Se trata de una campaña global para concienciar y promover acciones en torno al valor de la lactancia como derecho, elección y acto de salud pública. La Organización Mundial de la Salud recomienda la lactancia materna de forma exclusiva durante los primeros seis meses de vida, esto garantiza un adecuado crecimiento, desarrollo y provee todos los nutrientes y el agua, que el bebé necesita.

Al respecto, según datos publicados por la Organización Panamericana de la Salud en 2024, en América Latina y el Caribe el 52% de los recién nacidos son amamantados durante la primera hora de vida, y el 43% de los lactantes menores de seis meses son alimentados exclusivamente con leche materna. Estas tasas descienden al 37% en el conjunto de la región de las Américas y al 27% en América del Norte.

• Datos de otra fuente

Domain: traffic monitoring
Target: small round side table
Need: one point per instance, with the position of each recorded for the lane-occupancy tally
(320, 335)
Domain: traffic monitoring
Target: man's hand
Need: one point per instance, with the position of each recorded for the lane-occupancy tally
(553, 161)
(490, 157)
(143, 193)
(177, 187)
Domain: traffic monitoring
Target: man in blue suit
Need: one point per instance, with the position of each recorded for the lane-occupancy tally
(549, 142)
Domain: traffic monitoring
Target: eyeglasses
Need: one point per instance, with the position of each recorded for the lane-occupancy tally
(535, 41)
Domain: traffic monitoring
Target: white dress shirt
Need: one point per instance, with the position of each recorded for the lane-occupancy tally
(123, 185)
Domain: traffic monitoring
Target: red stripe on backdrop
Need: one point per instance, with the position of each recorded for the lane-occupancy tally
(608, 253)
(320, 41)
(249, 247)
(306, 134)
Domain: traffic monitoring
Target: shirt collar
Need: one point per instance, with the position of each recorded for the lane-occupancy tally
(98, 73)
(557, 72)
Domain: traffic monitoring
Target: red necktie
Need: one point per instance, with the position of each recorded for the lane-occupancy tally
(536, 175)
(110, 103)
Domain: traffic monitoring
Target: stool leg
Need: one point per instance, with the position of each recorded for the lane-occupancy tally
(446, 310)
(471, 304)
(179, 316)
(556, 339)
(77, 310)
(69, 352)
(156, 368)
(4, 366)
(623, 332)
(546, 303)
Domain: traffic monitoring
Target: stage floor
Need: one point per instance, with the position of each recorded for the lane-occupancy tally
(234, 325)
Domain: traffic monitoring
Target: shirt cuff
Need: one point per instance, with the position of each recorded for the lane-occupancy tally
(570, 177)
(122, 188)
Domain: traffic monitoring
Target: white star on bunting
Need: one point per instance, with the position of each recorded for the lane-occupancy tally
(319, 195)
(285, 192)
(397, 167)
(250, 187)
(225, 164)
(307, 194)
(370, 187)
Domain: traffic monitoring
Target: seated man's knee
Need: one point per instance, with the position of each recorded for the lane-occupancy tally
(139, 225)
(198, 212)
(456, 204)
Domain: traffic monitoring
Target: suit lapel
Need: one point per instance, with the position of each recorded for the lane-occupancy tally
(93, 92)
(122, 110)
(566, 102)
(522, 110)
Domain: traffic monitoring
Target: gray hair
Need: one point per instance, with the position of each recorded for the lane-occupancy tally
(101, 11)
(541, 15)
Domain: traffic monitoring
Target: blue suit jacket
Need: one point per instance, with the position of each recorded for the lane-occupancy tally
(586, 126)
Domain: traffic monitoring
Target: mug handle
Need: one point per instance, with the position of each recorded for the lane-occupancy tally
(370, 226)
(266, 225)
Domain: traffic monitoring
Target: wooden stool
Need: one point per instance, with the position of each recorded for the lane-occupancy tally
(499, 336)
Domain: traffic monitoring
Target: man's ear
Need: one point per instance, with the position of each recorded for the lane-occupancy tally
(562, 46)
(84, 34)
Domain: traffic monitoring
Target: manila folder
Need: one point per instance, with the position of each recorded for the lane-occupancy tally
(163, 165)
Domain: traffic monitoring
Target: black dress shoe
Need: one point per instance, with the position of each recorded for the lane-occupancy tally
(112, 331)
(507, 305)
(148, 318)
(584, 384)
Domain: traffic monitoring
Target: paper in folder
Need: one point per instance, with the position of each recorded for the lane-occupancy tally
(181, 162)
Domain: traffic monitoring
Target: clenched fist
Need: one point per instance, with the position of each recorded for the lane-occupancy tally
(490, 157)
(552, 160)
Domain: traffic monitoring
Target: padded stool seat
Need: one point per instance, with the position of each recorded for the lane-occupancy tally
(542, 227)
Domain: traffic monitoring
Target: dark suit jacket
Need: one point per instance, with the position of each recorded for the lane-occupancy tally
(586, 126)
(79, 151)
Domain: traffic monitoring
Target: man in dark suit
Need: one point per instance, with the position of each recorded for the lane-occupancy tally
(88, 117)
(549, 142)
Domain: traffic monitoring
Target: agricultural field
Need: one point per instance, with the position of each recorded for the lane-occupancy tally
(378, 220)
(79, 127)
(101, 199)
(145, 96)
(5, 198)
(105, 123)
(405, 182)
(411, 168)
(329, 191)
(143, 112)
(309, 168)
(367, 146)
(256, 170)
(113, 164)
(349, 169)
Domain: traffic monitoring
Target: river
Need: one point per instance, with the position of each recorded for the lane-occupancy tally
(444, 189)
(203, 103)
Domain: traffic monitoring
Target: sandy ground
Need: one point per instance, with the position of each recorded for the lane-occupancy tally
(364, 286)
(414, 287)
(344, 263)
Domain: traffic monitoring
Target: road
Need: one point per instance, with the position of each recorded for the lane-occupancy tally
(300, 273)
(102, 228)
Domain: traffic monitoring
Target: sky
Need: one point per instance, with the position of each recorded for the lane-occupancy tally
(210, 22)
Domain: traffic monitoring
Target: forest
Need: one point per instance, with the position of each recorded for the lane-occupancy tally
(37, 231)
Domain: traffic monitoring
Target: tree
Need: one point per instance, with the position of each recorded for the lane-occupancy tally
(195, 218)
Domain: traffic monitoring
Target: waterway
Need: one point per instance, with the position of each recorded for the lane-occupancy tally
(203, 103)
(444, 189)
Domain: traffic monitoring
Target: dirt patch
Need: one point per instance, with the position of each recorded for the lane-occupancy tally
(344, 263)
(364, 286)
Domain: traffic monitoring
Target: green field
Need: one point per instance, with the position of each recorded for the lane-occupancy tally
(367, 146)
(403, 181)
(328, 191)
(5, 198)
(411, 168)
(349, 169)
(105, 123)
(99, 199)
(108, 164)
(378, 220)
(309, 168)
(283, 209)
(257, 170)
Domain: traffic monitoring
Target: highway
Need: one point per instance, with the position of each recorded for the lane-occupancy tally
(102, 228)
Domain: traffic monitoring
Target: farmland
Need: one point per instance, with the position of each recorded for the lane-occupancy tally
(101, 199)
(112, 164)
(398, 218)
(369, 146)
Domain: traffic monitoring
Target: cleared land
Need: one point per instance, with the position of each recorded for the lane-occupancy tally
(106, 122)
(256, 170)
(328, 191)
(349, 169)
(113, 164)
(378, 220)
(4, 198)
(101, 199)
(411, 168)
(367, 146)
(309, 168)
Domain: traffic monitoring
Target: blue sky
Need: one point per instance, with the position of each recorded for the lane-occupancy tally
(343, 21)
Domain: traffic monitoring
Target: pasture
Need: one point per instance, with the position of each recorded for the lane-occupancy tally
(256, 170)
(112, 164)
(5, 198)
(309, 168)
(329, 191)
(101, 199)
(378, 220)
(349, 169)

La lactancia materna ofrece numerosos beneficios para el bebé tanto como para la madre. Para el bebé, proporciona una nutrición óptima, fortalece su sistema inmunológico, protege contra enfermedades y favorece un desarrollo saludable a largo plazo. Para la madre, ayuda a la recuperación postparto, reduce el riesgo de ciertas enfermedades y fortalece el vínculo con su hijo.

Finalmente, se recomienda la lactancia exclusiva hasta los seis meses y complementaria hasta los dos años de edad. No obstante, hay madres y profesionales que recomiendan continuar con la lactancia hasta los cinco años, edad en la que el niño llega al pico máximo de su desarrollo.

Dar la teta no es solo alimentar sino, también, dar amor.